Em Portugal não é aplicada a prisão perpétua em situação alguma, porquanto, em 1884, fomos pioneiros na abolição desta pena. Nesse sentido, consagra o artigo 30.º n.º 1 da Constituição da República Portuguesa o seguinte: «não poderá haver penas ou medidas de segurança privativas da liberdade com carácter perpétuo, nem de duração ilimitada ou indefinida.»
Na maioria dos países europeus os códigos penais contemplam a pena de prisão perpétua no seu ordenamento jurídico, mas com a possibilidade de ser revista, beneficiando o condenado de liberdade condicional ou mesmo de algum tipo de indulto (perdão).
Com possibilidade de liberdade condicional, após um período mínimo de cumprimento da pena, encontram-se países tais como a Alemanha, Bélgica, Itália, França e Reino Unido. Neste último, o período mínimo de prisão para casos graves, designadamente o homicídio perverso de menores, é de 30 anos.

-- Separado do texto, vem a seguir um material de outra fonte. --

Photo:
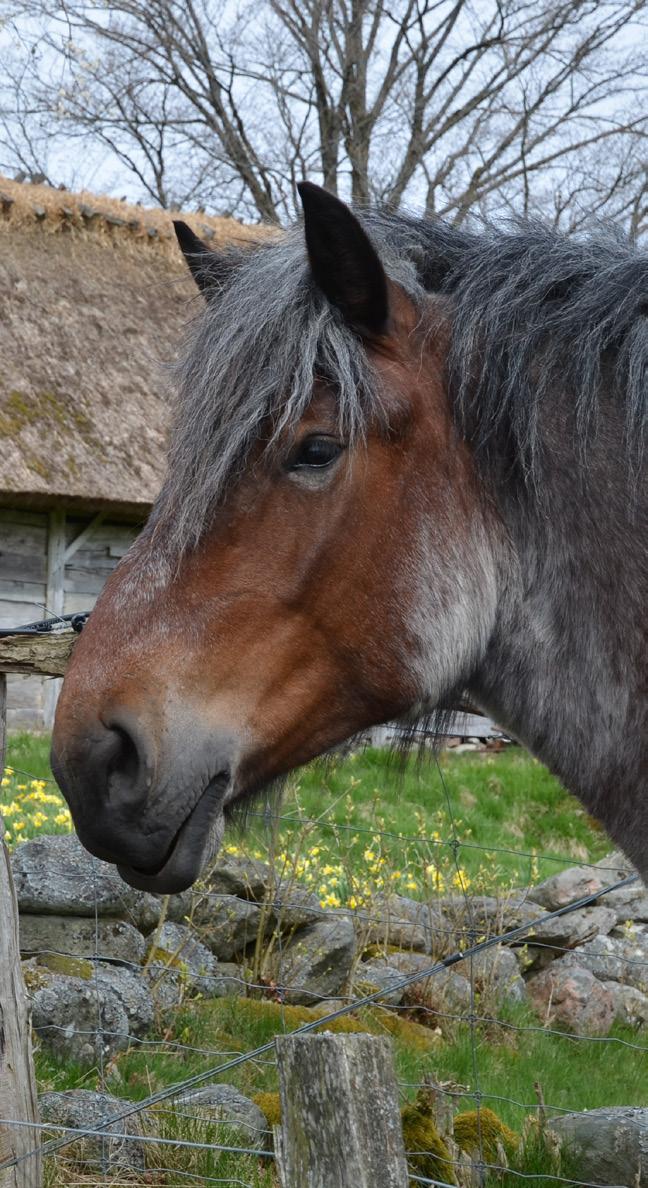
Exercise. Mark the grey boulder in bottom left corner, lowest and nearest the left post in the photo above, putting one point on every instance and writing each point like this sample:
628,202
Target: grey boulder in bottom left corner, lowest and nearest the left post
118,1152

A Espanha seguiu, em 2015, a corrente europeia para um «direito penal mais musculado», ao introduzir a prisão perpétua com possibilidade de revisão para crimes extremamente graves, para punição dos quais os cidadãos exigiam uma sentença proporcional ao ato cometido. Ampliou-se assim a moldura penal para os crimes de homicídio, genocídio, rapto, sequestro e terrorismo, entre outros.
O alargamento do quadro penal permite que os tribunais possam fixar a condenação mais adequada às exigências do caso concreto, impondo uma pena de prisão de duração indeterminada (prisão perpétua), porém sujeita a um regime de revisão, após o cumprimento de uma parte relevante da condenação, cuja duração dependerá do número de crimes cometidos, da natureza e gravidade dos mesmos, e, depois, dos relatórios dos serviços prisionais (contendo a avaliação da evolução da personalidade do recluso durante a execução da pena) e dos relatórios dos serviços de reinserção social (contendo a avaliação do enquadramento familiar, social e profissional e as condições a que o recluso deverá sujeitar-se).

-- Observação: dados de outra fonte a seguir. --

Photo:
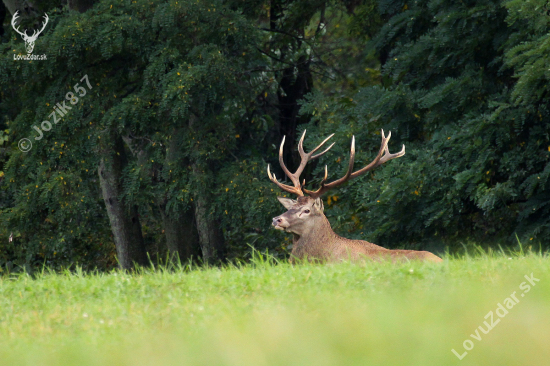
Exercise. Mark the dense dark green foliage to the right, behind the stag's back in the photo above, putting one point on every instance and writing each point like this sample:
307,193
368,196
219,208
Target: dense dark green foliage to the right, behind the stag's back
467,96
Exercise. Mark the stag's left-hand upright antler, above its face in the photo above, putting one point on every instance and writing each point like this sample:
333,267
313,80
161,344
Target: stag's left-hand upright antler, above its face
305,157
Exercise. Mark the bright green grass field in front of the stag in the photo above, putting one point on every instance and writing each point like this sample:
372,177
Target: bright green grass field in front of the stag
265,314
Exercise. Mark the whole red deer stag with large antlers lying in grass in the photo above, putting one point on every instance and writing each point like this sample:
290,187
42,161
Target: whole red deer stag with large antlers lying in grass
314,239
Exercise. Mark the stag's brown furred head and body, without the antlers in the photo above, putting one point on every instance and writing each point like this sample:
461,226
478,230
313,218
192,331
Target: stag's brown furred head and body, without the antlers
314,238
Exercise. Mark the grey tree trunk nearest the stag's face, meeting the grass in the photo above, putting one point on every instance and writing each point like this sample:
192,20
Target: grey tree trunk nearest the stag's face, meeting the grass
210,234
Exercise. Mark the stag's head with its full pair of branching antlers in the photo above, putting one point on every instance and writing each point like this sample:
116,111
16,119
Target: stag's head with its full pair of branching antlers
304,214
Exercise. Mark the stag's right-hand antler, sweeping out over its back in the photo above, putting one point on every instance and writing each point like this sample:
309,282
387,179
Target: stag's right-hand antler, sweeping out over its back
382,157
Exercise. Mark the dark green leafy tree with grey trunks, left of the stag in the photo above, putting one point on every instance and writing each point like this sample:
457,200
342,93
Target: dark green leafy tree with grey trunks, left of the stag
165,91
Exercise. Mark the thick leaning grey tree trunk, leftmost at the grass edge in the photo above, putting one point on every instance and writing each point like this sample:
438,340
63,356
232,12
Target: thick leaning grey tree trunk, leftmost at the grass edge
125,223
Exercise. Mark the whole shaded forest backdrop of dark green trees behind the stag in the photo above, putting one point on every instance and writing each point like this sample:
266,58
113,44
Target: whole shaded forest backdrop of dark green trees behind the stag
167,151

O Tribunal Penal Internacional, reconhecido por sessenta países para julgar crimes graves que ponham em causa a comunidade internacional, aplica a prisão perpétua com possibilidade de liberdade condicional depois de cumpridos vinte cinco anos de pena. Seguindo a jurisprudência do Tribunal Europeu dos Direitos do Homem, considera que a pena de prisão perpétua é válida e não viola nenhum direito fundamental do condenado, mas, após um máximo de vinte cinco anos, deve ser apreciada a possibilidade de concessão de liberdade condicional.
Seja como for, defenda-se ou não a prisão perpétua para a criminalidade violenta, o momento atual deixa-nos pouco confiantes na justiça penal. E sem confiança na justiça (em toda a justiça) a democracia é uma farsa.